Devant l'Assemblée Constituante, Thouret, Sieyès et Condorcet
plaidèrent pour la création de quelque
6.500
grandes
municipalités, alors que Mirabeau défendit au contraire la
transformation en communes des
44.000 paroisses
de l'Ancien
Régime.
Cette dernière position l'emporta avec la création d'une
municipalité dans chaque ville ou paroisse, le nombre total étant
cependant réduit de 44.000 à
38.000
.
Néanmoins, cette organisation administrative fut vite contestée
et différents projets cherchèrent à refondre les
circonscriptions afin de réduire le nombre des communes.

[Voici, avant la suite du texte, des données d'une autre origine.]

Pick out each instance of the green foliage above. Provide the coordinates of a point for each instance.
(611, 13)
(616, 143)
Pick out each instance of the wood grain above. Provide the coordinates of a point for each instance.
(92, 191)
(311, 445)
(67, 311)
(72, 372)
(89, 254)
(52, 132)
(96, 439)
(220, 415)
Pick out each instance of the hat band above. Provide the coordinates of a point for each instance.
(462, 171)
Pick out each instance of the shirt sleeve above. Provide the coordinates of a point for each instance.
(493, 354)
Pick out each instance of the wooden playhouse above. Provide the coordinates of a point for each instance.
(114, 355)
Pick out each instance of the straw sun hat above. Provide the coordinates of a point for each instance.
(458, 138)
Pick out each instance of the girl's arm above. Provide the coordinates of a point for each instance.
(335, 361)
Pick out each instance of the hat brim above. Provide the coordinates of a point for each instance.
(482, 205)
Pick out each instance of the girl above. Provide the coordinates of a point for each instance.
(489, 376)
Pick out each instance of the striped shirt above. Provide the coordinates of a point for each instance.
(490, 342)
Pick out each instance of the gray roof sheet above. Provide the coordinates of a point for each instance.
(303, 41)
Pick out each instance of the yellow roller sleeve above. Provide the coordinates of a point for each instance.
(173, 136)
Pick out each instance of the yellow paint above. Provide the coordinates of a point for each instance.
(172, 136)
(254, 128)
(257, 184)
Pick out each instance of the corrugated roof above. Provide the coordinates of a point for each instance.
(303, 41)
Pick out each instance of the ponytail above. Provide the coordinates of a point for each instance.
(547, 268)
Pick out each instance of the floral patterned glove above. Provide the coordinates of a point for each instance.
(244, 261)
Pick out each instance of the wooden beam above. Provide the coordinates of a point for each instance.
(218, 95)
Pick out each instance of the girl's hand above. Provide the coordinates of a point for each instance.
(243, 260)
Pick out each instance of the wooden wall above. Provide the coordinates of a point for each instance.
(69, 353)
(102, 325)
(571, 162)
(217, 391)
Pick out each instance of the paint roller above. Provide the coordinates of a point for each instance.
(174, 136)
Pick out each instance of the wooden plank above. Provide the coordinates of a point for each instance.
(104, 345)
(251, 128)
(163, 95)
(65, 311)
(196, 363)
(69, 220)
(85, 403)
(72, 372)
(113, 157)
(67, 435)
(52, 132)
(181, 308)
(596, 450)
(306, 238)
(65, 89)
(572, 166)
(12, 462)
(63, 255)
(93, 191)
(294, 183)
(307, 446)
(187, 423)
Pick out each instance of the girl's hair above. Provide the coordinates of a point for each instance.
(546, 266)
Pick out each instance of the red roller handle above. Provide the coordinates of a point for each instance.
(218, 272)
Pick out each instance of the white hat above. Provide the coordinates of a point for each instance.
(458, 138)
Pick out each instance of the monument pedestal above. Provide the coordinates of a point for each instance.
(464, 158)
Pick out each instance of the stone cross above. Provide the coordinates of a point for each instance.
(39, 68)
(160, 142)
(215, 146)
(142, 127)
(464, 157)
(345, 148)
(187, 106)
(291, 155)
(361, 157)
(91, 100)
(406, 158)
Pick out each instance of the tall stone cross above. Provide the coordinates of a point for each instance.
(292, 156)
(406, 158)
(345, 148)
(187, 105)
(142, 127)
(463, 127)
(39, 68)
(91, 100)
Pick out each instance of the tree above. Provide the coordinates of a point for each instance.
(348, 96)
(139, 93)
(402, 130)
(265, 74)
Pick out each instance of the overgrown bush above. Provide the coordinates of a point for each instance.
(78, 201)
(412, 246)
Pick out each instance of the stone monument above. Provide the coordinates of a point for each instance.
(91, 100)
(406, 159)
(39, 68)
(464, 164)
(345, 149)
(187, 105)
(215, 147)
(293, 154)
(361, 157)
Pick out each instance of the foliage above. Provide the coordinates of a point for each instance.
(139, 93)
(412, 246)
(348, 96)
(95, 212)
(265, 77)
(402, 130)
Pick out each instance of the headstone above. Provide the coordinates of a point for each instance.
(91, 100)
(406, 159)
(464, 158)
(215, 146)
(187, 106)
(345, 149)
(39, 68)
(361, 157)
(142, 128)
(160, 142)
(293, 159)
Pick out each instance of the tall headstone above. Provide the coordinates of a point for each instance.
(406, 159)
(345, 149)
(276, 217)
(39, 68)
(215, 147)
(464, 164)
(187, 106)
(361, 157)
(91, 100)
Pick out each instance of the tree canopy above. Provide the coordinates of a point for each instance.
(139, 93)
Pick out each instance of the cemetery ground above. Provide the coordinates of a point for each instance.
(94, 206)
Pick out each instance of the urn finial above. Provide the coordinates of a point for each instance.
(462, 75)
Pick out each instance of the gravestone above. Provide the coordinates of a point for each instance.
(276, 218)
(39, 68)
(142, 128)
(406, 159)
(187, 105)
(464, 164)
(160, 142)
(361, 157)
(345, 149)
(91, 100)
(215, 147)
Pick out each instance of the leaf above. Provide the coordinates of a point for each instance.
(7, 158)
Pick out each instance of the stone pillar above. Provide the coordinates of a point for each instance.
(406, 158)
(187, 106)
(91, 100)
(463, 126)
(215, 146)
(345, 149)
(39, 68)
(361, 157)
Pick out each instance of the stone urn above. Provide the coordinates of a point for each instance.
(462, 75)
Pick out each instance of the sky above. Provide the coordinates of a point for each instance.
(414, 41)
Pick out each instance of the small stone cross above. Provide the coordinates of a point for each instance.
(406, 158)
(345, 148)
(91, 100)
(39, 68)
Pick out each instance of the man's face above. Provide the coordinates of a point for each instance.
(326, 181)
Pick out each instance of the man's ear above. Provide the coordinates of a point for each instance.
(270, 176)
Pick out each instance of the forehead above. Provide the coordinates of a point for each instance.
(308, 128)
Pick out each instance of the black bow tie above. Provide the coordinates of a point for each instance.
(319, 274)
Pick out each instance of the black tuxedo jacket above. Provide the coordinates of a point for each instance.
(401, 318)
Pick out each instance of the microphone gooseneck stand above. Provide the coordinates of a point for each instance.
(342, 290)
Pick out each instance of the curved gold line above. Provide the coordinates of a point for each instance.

La Constitution de l'An III (1795) distingua trois catégories de
communes selon leur taille. Elle créa des municipalités de canton
regroupant les communes de
moins de 5.000 habitants
.
L'expérience se solda par un
échec
.
Cet échec pesa fortement sur les différentes tentatives de
regroupements entreprises au XIXème siècle, notamment sous la
IIIème République, dont aucune ne put aboutir. Il en fut
ainsi des projets Villèle (1821), Vivien (1837) et Barrot (1851), qui
tendaient à la création d'un conseil cantonal à rôle
consultatif. De même, échoua la tentative de création d'une
nouvelle unité administrative -le canton-, dotée de la
personnalité civile qui avait été proposée par la
commission de décentralisation administrative (1871), les projets
Gambetta (1881) et Gobbet (1882). Enfin, la relance de l'idée de
municipalités de cantons (projet Lennessan, 1883) ne put pas davantage
aboutir.
Si l'on met à part une loi de Vichy en date du
28 février 1942, qui instituait des comités
départementaux de coordination des services municipaux et
départementaux chargés de recenser les communes dont la faiblesse
de la population et des ressources justifiait la suppression et
prévoyait la constitution d'associations de communes facultatives ou, le
cas échéant, obligatoires, il fallut attendre la
Vème République
pour que de nouvelles solutions
globales soient recherchées.
Entre 1958 et 1970, différents textes ont ainsi cherché à
favoriser des regroupements. Les résultats furent néanmoins
limités
:
298 fusions
intéressant
635 communes
sur un total de 37.708 (en 1968) furent
réalisées pendant cette période.
Une nouvelle impulsion au regroupement communal résulta de la
loi du
16 juillet 1971
sur les fusions et regroupements de communes.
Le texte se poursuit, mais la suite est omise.